I have the following function which will be evaluated thousands of times in a for loop. This function will generate a vector. Each element in this vector is computed by some algebra of some elements in two different matrices, which are decided by the index in H_sim_market. I wonder if there is a smarter way to code this function?
function fun_1_b(z_agent_k_matrix::Matrix{Float64}, z_agent_kk_matrix::Matrix{Float64}, H_sim_market::Vector{CartesianIndex{2}})
z_1_b = Vector{Float64}(undef, length(H_sim_market))
counter = 1
for (i,j) in Tuple.(H_sim_market)
z_1_b[counter] = z_agent_k_matrix[i,j] * (sum(z_agent_kk_matrix[:,j])-z_agent_kk_matrix[i,j])
counter += 1
end
return z_1_b
end
One quick performance tip is to move the allocation of z_1_b outside of the function and pass it in to fun_1_b! (note: rename it so you know it’s mutating).
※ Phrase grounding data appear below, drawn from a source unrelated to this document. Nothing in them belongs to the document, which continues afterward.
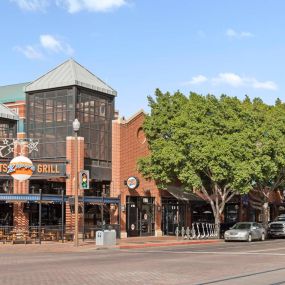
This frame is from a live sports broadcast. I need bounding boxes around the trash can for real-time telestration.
[96,230,116,246]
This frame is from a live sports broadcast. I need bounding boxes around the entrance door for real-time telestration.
[126,196,155,237]
[163,204,179,235]
[162,202,186,235]
[127,199,139,237]
[140,198,155,236]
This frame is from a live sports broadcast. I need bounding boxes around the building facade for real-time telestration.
[0,60,119,236]
[1,59,285,239]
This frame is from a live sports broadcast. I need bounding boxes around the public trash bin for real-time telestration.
[96,230,116,246]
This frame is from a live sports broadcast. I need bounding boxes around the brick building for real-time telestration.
[112,110,212,238]
[0,59,119,236]
[1,59,285,239]
[112,110,285,237]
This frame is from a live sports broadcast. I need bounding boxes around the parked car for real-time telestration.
[224,222,266,242]
[268,214,285,238]
[220,222,236,239]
Your allocations should go down dramatically, and you should see some gain (please post benchmarks!)
Advantage is that since you’re mutating z_1_b you don’t even have to return it , though this shouldn’t impact performance.
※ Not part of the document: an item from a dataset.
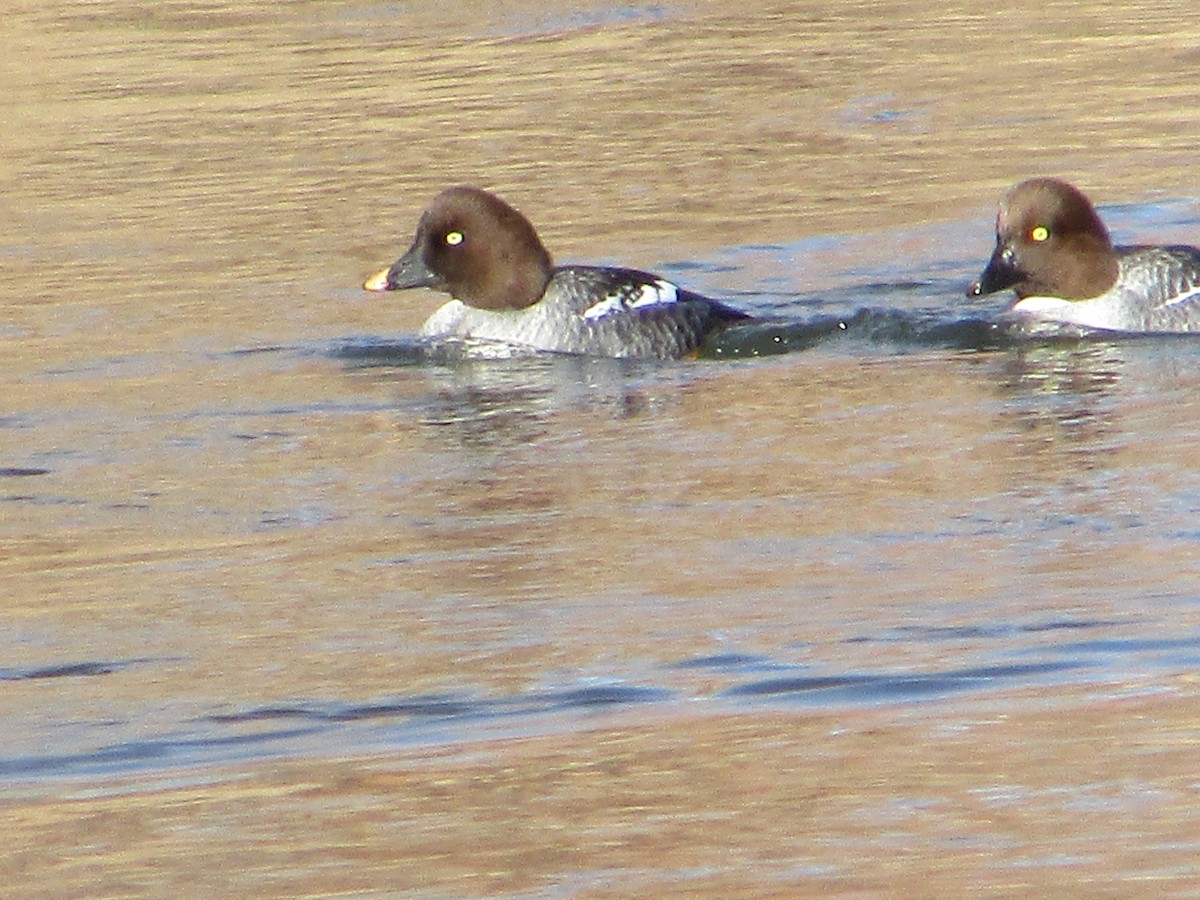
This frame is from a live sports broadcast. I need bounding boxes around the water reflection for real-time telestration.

You should split the two loops and compute the sum sum(z_agent_kk_matrix[:,j]) using a view ( sum(view(z_agent_kk_matrix,:,j))) just once per j in the outer loop.
You should provide example input for the function to make it possible to test, and thereby much easier to improve.
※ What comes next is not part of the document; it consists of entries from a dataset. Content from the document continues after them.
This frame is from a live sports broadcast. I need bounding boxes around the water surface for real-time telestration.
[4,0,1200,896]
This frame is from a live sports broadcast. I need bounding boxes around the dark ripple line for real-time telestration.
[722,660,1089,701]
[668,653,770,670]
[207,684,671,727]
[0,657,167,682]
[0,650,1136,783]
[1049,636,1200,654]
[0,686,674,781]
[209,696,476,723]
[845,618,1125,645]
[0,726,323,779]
(Also, long and similar-looking variable names make the code hard to read: z_agent_k_matrix and z_agent_kk_matrix are almost visually indistinguishable. Short variable names are preferable unless the names provide some insight into the algorithm, which does not seem to be the case here.)
The usual advice is to reduce allocations, especially in a loop. An array slice a[i:j] is, by default, allocating and makes a copy of data rather than view into the parent array.
function fun_1_b(z_agent_k_matrix::Matrix{Float64}, z_agent_kk_matrix::Matrix{Float64}, H_sim_market::Vector{CartesianIndex{2}})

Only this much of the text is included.